Seule dans l'action et dans la parole, l'homme agit pleinement dans la sphère publique politique où il est en contact avec les autres sans intermédiaire. L'action et la parole sont les lieux de la révélation de l'agent. Mais quelle est la condition de l'action ? Cette question nous amène à aborder la problématique de la pluralité mais aussi de l'égalité, qui sont à notre avis les conditions nécessaires du déploiement de l'homme dans la sphère de l'agir politique.

II. 1. 1. La pluralité et l'égalité

La pluralité est la condition de l'action : « l'action, la seule activité qui met directement en rapport les hommes, sans intermédiaire des objets ni de la matière, correspond à la condition humaine de la pluralité »58(*). C'est que l'homme ne vit pas seul sur la surface de la terre; il vit avec autres, il est un être-avec. Ce sont des hommes qui habitent le monde. L'homme qui agit, est celui qui s'engage dans la vie de la cité. Il est donc en rapport avec le monde des hommes; mieux, il entre en relation avec les autres dans le domaine de l'égalité et de la distinction. C'est le domaine public que l'égalité et la distinction sont reconnues. Nous y reviendrons. La pluralité, au dire de Hannah Arendt, est spécifiquement non seulement la condition sine qua non, mais encore la condition per quam de toute vie politique. L'on ne peut parler de la politique sans faire allusion à cette notion de pluralité, de peur de tomber dans une tyrannie où le tyran pense que lui seul est capable de tout faire sans l'apport des autres.

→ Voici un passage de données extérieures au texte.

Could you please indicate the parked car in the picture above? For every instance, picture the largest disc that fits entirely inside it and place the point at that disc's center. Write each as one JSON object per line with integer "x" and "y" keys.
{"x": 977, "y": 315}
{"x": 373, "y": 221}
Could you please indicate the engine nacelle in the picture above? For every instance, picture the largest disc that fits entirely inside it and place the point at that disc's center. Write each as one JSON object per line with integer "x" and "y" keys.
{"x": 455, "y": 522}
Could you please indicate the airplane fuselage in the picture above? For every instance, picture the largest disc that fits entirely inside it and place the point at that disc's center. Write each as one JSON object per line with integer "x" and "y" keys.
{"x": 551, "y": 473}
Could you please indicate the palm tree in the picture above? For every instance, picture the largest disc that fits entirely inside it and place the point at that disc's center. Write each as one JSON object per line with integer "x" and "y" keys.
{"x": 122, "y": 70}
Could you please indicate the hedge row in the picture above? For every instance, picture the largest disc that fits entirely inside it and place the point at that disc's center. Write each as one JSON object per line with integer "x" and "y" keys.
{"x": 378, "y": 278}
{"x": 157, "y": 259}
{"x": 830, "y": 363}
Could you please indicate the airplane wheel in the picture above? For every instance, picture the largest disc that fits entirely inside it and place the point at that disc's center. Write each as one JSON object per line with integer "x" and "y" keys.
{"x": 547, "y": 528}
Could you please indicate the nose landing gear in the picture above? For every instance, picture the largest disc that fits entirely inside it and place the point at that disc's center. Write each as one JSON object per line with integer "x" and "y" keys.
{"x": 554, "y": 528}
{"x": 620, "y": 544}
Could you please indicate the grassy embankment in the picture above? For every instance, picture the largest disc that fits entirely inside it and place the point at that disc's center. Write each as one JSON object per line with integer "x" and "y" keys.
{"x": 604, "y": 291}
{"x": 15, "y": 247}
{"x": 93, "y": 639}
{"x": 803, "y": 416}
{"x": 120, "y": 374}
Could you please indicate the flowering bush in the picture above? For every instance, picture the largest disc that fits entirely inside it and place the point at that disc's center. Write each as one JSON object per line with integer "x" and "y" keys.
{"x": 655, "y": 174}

Déjà dans le récit de la création humaine, la pluralité existe de façon implicite : Il (Dieu) les créa homme et femme. Et dans les langues romaines, il y a synonymie entre vivre et inter homines esse (ou être parmi les hommes) et entre mourir et inter homines esse desinere qui veut dire cesser d'être parmi les hommes. Ce qui revient à dire que pour Hannah Arendt, il s'avère impossible de concevoir une action solitaire, car l'agir solitaire renvoie au tyran « qui, précisément, n'agit pas puisqu'il use d'instruments de violence et traite la matière humaine en matière d'oeuvre. »59(*)

Bien plus, la pluralité nous permet de nous saisir tous comme des « humains » mais aussi comme différents les uns des autres. En d'autres termes, tout en sachant que nous sommes tous pareils  c'est-à-dire des humains, il faut se garder de toute massification des humains, car la tentation guette toujours l'esprit humain, de vouloir chosifier les hommes. Chacun de nous est unique au monde, mais partage toujours le monde avec les autres. Et « la pluralité humaine, condition fondamentale de l'action et de la parole, a le double caractère de l'égalité et de la distinction. »60(*)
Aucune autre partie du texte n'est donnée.